Lifestyle

In my library: Marsha Norman

When Marsha Norman adapted Robert James Waller’s “The Bridges of Madison County” for Broadway, she says the biggest challenge in making it a musical was creating a context for the novel’s love affair, “so you didn’t end up with these two people singing all night.” Then again, most of us wouldn’t mind if those people — Kelli O’Hara and Steven Pasquale — did sing all night.
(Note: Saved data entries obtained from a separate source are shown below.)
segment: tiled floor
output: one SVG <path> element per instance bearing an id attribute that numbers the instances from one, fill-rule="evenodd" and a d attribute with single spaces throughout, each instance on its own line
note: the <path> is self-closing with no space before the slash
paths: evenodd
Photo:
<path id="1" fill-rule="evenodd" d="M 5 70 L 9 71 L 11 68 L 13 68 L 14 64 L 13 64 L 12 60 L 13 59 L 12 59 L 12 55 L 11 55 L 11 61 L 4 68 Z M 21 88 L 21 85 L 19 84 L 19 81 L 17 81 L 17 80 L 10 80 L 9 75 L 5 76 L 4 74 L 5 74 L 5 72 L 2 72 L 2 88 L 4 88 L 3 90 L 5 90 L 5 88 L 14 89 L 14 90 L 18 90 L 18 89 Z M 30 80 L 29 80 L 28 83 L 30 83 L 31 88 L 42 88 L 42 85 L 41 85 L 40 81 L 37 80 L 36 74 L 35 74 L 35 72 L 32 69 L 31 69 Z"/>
Alas, “Bridges” closes today, but Norman has something else to look forward to: Oprah Winfrey’s expressed interest in performing Norman’s Pulitzer-winning drama “ ’night Mother,” opposite none other than Audra McDonald. “I’m instructed to say there isn’t anything signed yet, but I think it could be astonishing,” Norman says.

Here are four books this playwright loves.

The Flamethrowers
by Rachel Kushner

This is about an artist who loves speed. She’s in the East Village crowd of the ’60s and heads out on her Moto Valera motorbike from Nevada to Utah and the salt flats. A girl artist motorcyclist seems the free-est spirit in the world! There are sentences in this book, you can’t believe how beautiful they are.

The Interestings
by Meg Wolitzer

Meg and I have been friends a long time. It’s nice to have a friend who writes, but not in the theater! This book is about artists who meet at summer camp, and their relationships continue the rest of their lives. One of the six is more famous than the others, but that doesn’t spare him from the slings and arrows of fortune. I wanted this book to go on and on.

The Orphan Master’s Son
by Adam Johnson

Breathtaking! It’s about a young man in North Korea, where people disappear — you can be taken away in the middle of the night and find yourself chained in a coal mine, while someone else has taken your place in your previous life. It’s at once grim and fantastic.

Steve Jobs
by Walter Isaacson

I went from my Selectric typewriter to an Apple computer, so I loved the history of the product and Jobs’ personal intervention. I loved that he didn’t get a license plate for his Mercedes because he didn’t want people to know he was driving it, so Mercedes kept sending him cars. I don’t think I could have worked for him, but the beauty of these products are beyond measure.